Python for Product Managers

How learning a little Python can go a big way to speeding up your product decisions

Joshua

7 minute read

Python for Product Managers

Product Management can be a challenging role, with demands pulling you in many different ways. So anything we can do to minimise time spent on repetitive tasks or to maximise the value that we get from data should be capitalised to the full.

Python is a popular open-source programming language which is relatively easy to learn. It can help you automate the boring stuff!

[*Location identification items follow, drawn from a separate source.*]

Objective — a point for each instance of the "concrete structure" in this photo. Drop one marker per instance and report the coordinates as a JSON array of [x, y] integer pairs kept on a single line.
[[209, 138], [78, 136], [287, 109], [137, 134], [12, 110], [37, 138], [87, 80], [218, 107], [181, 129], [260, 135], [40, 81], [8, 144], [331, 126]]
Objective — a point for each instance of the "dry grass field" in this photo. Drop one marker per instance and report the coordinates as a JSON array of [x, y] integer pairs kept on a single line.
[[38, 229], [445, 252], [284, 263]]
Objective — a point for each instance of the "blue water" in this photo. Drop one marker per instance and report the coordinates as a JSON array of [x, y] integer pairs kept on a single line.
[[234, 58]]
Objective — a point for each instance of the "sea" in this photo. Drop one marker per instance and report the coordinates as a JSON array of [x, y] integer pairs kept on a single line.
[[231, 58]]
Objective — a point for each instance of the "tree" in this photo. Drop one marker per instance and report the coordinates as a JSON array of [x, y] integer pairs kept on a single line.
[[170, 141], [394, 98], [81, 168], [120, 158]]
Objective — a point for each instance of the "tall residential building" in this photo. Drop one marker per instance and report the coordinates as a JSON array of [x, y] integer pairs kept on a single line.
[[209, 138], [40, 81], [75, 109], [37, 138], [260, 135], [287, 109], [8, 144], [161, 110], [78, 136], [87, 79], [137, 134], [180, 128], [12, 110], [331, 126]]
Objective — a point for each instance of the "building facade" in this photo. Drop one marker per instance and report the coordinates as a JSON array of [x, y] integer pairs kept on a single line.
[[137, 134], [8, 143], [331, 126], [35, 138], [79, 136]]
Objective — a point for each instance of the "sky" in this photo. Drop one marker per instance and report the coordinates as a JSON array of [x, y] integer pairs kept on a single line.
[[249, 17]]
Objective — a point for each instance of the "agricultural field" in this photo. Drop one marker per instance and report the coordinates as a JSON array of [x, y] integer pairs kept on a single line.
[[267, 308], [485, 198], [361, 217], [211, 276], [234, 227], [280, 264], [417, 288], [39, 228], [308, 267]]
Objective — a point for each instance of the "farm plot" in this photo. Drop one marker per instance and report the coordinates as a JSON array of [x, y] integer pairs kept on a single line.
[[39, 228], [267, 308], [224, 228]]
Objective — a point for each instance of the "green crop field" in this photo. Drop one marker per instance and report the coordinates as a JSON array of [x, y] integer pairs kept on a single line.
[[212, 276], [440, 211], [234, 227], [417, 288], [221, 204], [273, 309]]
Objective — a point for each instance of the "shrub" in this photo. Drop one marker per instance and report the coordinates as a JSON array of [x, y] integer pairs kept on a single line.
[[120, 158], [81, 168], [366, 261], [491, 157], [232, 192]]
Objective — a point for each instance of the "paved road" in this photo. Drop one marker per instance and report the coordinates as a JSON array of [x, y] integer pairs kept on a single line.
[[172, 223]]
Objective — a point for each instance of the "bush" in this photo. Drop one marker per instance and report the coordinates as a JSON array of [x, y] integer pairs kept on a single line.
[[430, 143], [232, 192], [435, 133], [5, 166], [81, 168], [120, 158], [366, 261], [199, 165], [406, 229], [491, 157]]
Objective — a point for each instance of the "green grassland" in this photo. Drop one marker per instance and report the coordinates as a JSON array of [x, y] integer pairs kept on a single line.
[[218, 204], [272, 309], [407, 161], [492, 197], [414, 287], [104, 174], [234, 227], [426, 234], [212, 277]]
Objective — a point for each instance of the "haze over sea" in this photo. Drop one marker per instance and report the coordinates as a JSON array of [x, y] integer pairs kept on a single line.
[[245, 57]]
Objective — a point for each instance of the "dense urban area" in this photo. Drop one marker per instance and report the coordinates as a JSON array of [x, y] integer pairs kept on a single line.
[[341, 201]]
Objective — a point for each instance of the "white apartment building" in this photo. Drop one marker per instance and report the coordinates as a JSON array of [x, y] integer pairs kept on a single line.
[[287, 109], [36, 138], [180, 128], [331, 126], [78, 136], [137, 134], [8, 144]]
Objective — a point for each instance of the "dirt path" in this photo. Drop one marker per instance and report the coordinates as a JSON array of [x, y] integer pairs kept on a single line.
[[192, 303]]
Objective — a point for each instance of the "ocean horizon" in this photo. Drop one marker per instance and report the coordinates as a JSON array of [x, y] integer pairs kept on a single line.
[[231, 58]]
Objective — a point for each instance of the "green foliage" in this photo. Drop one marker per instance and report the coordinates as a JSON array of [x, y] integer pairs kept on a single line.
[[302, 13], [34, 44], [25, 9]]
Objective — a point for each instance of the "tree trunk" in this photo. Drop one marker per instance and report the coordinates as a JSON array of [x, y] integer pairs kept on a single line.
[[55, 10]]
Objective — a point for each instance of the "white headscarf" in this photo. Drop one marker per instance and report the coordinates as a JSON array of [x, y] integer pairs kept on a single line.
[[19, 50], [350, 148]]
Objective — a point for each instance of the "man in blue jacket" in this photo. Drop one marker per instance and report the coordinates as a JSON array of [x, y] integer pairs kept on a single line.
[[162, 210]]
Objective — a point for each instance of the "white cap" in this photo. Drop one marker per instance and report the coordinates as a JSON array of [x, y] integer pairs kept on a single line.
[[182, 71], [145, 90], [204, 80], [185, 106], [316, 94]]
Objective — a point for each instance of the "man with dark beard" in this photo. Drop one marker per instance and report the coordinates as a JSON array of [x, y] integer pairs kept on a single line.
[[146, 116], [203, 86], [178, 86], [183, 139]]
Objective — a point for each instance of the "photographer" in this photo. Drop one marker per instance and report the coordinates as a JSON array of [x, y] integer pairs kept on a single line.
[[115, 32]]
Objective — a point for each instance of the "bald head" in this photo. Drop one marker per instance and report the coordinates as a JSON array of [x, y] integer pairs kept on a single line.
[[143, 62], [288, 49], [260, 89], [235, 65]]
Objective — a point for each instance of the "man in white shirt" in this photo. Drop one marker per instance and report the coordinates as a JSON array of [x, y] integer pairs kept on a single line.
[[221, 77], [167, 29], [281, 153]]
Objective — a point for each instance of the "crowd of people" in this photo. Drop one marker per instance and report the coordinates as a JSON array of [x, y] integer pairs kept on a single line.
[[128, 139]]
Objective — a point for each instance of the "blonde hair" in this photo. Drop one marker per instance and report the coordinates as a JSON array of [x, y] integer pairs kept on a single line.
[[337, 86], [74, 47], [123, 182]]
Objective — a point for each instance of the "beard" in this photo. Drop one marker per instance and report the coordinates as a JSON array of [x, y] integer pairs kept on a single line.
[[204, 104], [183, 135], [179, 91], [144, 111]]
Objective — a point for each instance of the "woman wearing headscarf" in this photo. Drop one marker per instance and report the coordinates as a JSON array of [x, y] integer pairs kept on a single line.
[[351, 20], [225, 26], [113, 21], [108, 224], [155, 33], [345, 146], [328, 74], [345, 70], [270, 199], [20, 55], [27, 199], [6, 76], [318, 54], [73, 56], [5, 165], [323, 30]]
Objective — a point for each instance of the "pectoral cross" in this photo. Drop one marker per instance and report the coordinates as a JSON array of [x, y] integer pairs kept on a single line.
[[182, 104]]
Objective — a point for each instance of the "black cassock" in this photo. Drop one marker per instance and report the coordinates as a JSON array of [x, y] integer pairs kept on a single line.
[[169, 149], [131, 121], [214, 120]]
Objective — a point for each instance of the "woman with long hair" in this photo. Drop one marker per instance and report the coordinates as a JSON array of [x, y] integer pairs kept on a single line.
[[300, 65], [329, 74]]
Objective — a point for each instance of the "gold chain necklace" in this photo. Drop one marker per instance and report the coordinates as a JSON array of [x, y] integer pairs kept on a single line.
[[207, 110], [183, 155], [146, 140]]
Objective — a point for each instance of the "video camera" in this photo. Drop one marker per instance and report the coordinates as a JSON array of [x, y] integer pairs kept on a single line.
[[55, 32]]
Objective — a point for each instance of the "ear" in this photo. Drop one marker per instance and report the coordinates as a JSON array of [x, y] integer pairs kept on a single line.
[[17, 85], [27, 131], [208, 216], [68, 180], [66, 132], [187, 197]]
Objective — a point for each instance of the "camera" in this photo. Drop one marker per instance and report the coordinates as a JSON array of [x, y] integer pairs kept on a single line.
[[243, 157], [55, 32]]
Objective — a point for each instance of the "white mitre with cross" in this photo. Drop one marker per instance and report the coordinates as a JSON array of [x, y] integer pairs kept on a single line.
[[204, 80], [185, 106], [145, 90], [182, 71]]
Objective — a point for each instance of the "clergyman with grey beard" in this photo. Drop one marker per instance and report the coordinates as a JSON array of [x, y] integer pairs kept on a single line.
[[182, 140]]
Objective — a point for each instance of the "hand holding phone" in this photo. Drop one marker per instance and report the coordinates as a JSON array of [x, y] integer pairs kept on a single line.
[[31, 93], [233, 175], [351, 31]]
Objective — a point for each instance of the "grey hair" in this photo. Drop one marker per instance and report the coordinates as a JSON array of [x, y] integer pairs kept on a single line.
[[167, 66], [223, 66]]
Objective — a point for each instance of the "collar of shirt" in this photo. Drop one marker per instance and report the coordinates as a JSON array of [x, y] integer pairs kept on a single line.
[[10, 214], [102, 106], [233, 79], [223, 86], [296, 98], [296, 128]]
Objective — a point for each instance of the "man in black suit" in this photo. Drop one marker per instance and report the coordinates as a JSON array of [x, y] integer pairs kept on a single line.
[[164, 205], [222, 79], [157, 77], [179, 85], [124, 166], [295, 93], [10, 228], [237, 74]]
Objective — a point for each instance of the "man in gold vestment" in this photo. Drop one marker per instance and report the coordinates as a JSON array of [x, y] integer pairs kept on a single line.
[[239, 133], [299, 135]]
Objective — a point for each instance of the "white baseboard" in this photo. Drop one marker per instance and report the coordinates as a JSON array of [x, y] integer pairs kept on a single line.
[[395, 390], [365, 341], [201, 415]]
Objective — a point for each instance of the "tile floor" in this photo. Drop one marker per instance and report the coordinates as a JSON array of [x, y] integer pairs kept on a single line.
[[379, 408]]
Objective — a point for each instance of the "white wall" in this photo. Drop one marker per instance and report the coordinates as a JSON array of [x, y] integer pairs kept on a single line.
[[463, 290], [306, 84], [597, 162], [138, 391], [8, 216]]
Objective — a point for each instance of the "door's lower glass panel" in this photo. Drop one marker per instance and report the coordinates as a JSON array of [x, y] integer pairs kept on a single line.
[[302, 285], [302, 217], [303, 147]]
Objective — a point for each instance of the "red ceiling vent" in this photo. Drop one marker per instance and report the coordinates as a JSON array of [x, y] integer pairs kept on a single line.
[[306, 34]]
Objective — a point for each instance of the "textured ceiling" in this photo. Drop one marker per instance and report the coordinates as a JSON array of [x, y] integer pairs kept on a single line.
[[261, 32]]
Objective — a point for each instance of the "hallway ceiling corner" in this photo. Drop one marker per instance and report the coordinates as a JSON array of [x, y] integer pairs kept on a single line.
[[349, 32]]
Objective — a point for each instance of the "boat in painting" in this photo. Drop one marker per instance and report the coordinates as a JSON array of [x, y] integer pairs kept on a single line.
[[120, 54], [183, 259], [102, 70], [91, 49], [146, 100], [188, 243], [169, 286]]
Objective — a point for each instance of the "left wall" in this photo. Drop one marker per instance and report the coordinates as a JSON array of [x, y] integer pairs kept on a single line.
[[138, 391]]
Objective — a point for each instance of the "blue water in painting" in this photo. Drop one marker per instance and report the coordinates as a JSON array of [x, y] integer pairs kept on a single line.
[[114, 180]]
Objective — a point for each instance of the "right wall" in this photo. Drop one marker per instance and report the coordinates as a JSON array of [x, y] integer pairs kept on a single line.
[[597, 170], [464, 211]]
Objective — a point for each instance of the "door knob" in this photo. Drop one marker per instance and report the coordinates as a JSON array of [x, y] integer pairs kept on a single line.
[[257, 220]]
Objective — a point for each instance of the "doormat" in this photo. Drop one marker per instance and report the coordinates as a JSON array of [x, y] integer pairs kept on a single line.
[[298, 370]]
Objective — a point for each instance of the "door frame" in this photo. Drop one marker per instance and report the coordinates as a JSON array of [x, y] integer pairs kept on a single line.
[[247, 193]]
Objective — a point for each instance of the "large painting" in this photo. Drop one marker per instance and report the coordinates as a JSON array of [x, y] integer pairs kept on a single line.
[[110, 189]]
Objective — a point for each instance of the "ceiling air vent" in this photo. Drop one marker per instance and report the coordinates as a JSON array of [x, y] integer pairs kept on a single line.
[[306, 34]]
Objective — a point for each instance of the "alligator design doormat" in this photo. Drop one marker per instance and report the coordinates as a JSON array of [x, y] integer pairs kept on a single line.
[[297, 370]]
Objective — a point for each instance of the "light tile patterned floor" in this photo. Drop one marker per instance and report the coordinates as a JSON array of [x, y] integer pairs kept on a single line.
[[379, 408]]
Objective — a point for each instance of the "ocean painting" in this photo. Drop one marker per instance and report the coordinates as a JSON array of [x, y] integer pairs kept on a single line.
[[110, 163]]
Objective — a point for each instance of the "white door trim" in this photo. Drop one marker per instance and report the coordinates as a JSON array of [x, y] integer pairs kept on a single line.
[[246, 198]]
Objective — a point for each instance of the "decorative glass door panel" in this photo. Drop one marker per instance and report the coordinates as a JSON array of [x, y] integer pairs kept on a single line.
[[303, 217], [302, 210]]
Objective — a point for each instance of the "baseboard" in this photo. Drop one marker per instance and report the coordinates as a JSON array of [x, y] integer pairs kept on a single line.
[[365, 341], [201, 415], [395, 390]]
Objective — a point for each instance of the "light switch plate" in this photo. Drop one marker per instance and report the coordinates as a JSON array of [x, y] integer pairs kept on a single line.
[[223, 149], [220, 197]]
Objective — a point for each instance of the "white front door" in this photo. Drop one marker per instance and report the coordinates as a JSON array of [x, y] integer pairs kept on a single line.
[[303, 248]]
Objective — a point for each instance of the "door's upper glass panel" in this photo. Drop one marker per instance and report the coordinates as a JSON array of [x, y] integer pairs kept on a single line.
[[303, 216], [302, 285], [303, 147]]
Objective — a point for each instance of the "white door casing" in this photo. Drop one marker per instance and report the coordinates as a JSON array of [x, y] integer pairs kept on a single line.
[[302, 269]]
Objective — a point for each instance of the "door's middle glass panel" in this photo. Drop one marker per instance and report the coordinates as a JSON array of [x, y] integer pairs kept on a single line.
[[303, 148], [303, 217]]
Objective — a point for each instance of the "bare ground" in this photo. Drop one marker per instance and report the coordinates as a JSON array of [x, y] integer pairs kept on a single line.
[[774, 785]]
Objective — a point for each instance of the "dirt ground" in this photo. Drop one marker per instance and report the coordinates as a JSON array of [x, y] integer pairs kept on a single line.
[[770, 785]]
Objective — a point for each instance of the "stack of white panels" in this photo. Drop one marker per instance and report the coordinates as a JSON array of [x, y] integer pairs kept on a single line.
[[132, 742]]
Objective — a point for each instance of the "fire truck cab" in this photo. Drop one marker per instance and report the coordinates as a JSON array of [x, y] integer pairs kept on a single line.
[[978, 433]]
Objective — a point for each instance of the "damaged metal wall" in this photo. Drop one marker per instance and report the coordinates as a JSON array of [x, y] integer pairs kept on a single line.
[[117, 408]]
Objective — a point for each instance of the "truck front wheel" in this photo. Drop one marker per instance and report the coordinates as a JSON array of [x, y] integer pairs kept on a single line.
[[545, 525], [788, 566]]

In this series of posts, I’ll show a couple of examples of how mastering Python can free up valuable time and provide deeper insights to you as a Product Manager.

Step one - Install Python

Installing Python depends on you Operating System and your requirements.

Anaconda is a distribution which contains Python and many of the most common and popular additional packages that you might need. It also gives you a clear and sane way of adding new packages and keeping stuff up to date. It’s probably the simplest way to get started, and it’s widely used so lots of help out there.

Installation instructions can be found online and are easy to follow.

If you use Anaconda, you’ll want to familiarise yourself with the conda command for package management. Again, there are good instrations available online.

You can search for packages:

conda search <package>

You can install a package:

conda install <package>

and you can update a package:

conda update <package>

Full details here…

Also good but maybe a bit more complicated - install from Python.org

Python.org is the home of the Python programming language. There are downloads available for most Operating Systems and the installation process is still relatively straight forwards.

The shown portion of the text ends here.